Authors: Bai, Jingpan1,2,3,4 (AUTHOR), Shi, Yan1,2,3,4 (AUTHOR), Chen, Yuan1,2,3,4 (AUTHOR), Ji, Houling1,2,3,4 (AUTHOR) jhouling@yangtzeu.edu.cn
Source: Remote Sensing. Jun2026, Vol. 18 Issue 12, p1873. 23p.
Subjects: Object recognition (Computer vision), Feature extraction
Abstract: Highlights: What are the main findings? A novel C3k2_DFF module is designed to enhance the model's capability for multi-scale object detection. The SEAM attention mechanism is introduced to improve detection performance in occlusion scenarios. What are the implications of the main findings? The proposed method effectively addresses feature extraction challenges for targets of varying sizes and overlapping objects. This study provides a robust solution for complex environment perception, significantly boosting the overall detection accuracy. To address the issues of low accuracy in transmission line anomaly detection and recognition caused by challenges such as multi-scale targets and partial occlusion, this paper proposes an optimized transmission line anomaly detection algorithm based on improved YOLOv11n. Firstly, an improved Cross Stage Partial with kernel size 2 (C3k2_DFF) module takes the place of the original C3k2 module in the backbone network. It adaptively fuses multi-scale local features and dynamically selects salient channel-wise and spatial features according to its global information during fusion to enhance the model's feature representation. Secondly, a Separated and Enhancement Attention Module (SEAM) attention mechanism is introduced to enhance the unoccluded area feature response to compensate for the occluded area response deficit, suppressing the background features that interfere with the model and improving the model's occluded target perception capability.
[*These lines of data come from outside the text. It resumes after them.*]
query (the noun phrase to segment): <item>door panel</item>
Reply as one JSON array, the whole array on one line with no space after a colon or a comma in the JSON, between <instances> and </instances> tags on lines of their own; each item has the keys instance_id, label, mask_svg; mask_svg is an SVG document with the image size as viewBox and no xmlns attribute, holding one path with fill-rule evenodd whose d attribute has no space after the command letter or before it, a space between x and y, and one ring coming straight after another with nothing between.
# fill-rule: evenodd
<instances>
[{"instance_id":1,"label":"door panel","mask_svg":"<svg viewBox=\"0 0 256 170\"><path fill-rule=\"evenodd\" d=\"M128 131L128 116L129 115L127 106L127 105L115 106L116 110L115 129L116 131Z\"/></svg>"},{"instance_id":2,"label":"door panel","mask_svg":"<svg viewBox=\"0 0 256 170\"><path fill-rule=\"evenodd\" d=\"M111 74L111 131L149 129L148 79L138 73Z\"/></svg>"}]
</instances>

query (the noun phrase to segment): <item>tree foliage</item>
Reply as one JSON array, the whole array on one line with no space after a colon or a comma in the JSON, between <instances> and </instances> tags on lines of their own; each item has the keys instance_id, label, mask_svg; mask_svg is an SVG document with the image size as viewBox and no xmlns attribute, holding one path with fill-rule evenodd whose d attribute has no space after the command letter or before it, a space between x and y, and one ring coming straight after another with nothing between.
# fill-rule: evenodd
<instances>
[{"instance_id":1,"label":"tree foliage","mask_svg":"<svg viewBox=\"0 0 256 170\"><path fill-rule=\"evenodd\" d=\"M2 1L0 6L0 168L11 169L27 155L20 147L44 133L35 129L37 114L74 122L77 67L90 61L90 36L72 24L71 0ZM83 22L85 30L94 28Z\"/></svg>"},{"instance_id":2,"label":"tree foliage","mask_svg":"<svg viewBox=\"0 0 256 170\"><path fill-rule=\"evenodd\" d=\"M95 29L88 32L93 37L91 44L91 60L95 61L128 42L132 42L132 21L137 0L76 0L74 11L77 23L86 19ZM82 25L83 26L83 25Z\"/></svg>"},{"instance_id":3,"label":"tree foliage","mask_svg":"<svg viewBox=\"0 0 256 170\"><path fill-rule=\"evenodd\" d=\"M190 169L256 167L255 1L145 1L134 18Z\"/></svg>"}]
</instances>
Experimental results on our self-constructed dataset indicate that the proposed improved YOLOv11n model achieves precision, recall, mAP50, and mAP50-95 of 94.2%, 90.8%, 94.3%, and 68.0%, respectively. Compared with the baseline model, it represents improvements of 2.0%, 1.3%, 1.6%, and 2.9%, while the parameters and GFLOPs increase by only 6.6% and 4.8%, demonstrating superior detection performance. [ABSTRACT FROM AUTHOR]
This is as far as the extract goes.